Search code examples
scalalistapache-sparkrdd

Spark: RDD to List


I have a RDD structure

RDD[(String, String)]

and I want to create 2 Lists (one for each dimension of the rdd).

I tried to use the rdd.foreach() and fill two ListBuffers and then convert them to Lists, but I guess each node creates its own ListBuffer because after the iteration the BufferLists are empty.
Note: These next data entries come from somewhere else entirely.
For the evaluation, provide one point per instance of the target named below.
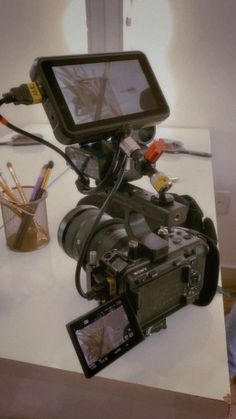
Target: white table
(38, 295)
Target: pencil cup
(25, 224)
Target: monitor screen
(88, 96)
(95, 92)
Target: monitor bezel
(66, 130)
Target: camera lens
(73, 231)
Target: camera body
(155, 287)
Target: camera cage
(79, 124)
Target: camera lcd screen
(89, 95)
(104, 334)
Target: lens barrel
(75, 227)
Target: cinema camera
(142, 262)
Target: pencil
(17, 183)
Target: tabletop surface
(38, 295)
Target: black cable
(85, 247)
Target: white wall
(32, 28)
(192, 46)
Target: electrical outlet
(222, 201)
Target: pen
(38, 191)
(47, 174)
(17, 183)
(38, 183)
(6, 189)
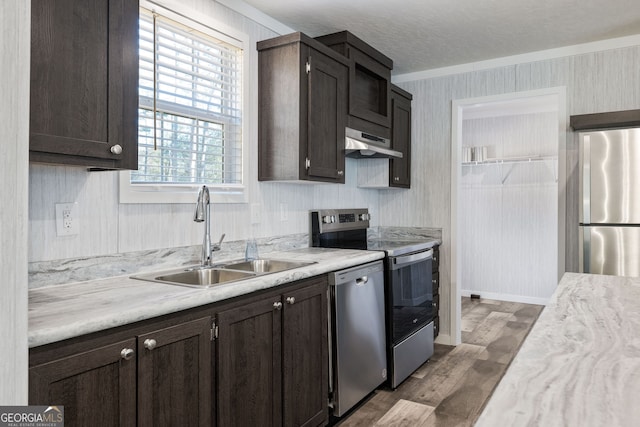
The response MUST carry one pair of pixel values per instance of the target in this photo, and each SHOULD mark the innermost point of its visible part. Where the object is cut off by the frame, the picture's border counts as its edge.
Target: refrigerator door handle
(586, 180)
(586, 256)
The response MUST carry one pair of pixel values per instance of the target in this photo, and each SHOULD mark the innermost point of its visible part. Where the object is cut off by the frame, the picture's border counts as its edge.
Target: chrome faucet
(202, 214)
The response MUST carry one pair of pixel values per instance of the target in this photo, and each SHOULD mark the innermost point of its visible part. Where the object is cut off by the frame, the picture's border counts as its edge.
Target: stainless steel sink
(204, 277)
(197, 277)
(264, 266)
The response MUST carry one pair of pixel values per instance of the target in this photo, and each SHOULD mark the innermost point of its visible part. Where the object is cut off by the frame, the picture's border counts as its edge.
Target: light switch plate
(67, 221)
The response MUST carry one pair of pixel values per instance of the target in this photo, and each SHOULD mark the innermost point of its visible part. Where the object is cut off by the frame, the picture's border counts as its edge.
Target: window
(190, 123)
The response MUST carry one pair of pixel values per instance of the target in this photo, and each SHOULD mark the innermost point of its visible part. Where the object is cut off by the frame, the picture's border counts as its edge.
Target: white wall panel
(597, 82)
(508, 234)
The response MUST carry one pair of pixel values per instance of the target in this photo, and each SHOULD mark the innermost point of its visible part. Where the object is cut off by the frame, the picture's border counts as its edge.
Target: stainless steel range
(408, 289)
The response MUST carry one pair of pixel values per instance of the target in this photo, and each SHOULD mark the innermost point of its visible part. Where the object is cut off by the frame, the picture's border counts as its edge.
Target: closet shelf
(513, 162)
(518, 159)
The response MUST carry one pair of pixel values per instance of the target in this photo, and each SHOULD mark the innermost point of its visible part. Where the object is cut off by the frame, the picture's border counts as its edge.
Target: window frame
(181, 192)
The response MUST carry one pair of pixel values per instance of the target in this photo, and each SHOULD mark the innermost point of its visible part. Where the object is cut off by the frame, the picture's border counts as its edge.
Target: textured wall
(14, 113)
(595, 82)
(108, 227)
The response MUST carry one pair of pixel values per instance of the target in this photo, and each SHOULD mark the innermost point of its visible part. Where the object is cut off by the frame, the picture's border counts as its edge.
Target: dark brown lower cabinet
(96, 387)
(271, 366)
(160, 378)
(174, 375)
(272, 359)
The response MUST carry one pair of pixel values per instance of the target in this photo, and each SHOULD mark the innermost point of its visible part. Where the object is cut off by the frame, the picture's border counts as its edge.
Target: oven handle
(400, 261)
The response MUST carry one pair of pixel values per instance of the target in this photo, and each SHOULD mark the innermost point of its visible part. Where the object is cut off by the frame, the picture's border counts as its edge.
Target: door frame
(457, 115)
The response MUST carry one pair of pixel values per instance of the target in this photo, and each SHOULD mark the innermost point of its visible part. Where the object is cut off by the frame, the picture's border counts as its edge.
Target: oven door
(410, 293)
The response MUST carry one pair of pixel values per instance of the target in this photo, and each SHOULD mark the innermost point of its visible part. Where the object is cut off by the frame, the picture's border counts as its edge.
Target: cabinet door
(401, 138)
(174, 375)
(326, 115)
(96, 387)
(305, 356)
(84, 82)
(249, 364)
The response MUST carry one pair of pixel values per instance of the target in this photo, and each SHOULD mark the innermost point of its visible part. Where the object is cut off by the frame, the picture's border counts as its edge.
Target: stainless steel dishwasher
(358, 362)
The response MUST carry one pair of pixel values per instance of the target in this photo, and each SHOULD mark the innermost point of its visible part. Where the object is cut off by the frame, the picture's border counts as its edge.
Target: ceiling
(427, 34)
How can I do it ?

EDIT : my approach

val labeled = data_labeled.map { line =>
  val parts = line.split(',')
  (parts(5), parts(7))
}.cache()

var testList : ListBuffer[String] = new ListBuffer()

labeled.foreach(line =>
  testList += line._1
)
  val labeledList = testList.toList
  println("rdd: " + labeled.count)
  println("bufferList: " + testList.size)
  println("list: " + labeledList.size)

and the result is:

rdd: 31990654
bufferList: 0
list: 0

Solution

  • If you really want to create two Lists - meaning, you want all the distributed data to be collected into the driver application (risking slowness or OutOfMemoryError) - you can use collect and then use simple map operations on the result:

    val list: List[(String, String)] = rdd.collect().toList
    val col1: List[String] = list.map(_._1)
    val col2: List[String] = list.map(_._2)
    

    Alternatively - if you want to "split" your RDD into two RDDs - it's pretty similar without collecting the data:

    rdd.cache() // to make sure calculation of rdd is not repeated twice
    val rdd1: RDD[String] = rdd.map(_._1)
    val rdd2: RDD[String] = rdd.map(_._2)
    

    A third alternative is to first map into these two RDDs and then collect each one of them, but it's not much different from the first option and suffers from the same risks and limitations.